This said, he left them, and return'd no more.—
But rumours hung about the country-side,
       That the lost Scholar long was seen to stray,
Seen by rare glimpses, pensive and tongue-tied,
       In hat of antique shape, and cloak of grey,
               The same the gipsies wore.
__ Matthew Arnold-1822–1888 ("The Scholar-Gipsy")

Image Courtesy: Arnold/ Guardian
The above lines of poetry express another example of an individual living in the outskirts of schooling and as a corollary, of civilization itself. The man who did not attend his formal education like his friends, was called a Gipsy. Of that man, these lines speak. In our world too, formal education has such authoritarian significance. In India, it may be the influence of the educational system left behind by the British. However, those who do not undergo formal education are often treated like gypsies.
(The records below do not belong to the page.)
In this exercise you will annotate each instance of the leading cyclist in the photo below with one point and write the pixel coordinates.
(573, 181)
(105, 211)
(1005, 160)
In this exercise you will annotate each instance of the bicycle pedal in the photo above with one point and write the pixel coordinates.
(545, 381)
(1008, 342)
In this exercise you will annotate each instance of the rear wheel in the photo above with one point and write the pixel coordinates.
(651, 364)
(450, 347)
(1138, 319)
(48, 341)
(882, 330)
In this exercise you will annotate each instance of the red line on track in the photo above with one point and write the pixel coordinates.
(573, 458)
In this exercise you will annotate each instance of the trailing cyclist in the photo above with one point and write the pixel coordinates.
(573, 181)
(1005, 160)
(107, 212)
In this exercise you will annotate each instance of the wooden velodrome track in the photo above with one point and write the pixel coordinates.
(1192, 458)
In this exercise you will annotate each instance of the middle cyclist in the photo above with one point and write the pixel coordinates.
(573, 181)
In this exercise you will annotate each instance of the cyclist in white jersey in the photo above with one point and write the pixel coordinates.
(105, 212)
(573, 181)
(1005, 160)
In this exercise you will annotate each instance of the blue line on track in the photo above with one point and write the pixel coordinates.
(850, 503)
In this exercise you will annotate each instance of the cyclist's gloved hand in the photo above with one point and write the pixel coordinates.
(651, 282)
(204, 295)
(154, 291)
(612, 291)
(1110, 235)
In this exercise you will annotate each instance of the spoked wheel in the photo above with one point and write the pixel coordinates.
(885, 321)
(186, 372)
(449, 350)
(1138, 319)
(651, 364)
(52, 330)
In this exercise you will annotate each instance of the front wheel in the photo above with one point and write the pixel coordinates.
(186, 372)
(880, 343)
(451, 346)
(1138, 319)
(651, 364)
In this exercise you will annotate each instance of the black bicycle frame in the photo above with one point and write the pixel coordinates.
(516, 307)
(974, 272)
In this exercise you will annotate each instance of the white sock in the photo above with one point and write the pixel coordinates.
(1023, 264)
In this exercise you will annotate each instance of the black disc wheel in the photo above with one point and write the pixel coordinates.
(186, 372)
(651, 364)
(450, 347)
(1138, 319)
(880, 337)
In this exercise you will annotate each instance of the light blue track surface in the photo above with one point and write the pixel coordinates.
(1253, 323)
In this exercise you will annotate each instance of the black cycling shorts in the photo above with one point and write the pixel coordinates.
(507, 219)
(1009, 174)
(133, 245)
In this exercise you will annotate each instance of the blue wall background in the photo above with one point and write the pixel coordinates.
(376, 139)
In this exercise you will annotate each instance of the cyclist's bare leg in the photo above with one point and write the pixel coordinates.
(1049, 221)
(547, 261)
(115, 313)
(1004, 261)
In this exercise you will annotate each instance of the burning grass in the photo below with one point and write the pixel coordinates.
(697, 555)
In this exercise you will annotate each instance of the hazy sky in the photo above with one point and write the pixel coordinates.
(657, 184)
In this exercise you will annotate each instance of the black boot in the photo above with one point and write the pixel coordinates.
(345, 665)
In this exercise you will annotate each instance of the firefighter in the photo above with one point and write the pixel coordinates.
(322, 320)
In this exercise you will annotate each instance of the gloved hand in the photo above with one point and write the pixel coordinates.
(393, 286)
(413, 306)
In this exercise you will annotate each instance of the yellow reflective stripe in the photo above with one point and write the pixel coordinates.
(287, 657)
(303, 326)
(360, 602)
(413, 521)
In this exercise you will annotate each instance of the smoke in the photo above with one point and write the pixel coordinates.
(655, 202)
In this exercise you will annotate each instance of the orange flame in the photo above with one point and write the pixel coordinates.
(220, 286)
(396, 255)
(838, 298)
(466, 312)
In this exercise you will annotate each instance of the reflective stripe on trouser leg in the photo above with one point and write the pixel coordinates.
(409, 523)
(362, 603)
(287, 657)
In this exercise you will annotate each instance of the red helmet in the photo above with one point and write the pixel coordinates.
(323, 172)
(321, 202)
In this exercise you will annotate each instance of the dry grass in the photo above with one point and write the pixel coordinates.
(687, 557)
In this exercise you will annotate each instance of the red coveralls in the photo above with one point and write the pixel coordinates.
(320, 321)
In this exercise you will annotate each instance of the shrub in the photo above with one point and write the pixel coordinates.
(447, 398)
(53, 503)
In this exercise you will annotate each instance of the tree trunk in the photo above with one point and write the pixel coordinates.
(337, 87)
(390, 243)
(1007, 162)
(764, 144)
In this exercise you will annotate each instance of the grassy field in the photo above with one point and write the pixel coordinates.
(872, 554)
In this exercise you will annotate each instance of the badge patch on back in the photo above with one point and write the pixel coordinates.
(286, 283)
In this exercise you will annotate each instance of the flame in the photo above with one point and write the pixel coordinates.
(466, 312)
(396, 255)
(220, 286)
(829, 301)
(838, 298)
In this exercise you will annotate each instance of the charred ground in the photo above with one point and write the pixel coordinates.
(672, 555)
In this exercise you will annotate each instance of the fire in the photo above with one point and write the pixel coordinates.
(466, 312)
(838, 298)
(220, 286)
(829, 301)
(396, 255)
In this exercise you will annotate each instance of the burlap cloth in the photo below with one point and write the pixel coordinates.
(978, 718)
I have a theory about existence. This theory, I derived from master of New Thought movement, author and spiritual thinker, Richard Bach.“This is a test to see if your mission in this life is complete, if you are alive, it isn't.” This from his book, Illusions: The Adventures of a Reluctant Messiah. Taking this perspective, one must think that there may be a reason schooling system still exists in India, where it largely borrows from the British.

Perhaps schools are there to teach us more than letters, and words, and books. They are there to teach us the value of friendship, and how to get along well with our neighbors. Along with new umbrellas, notebooks and new uniforms, we take something more to our new classrooms--the capacity to endure.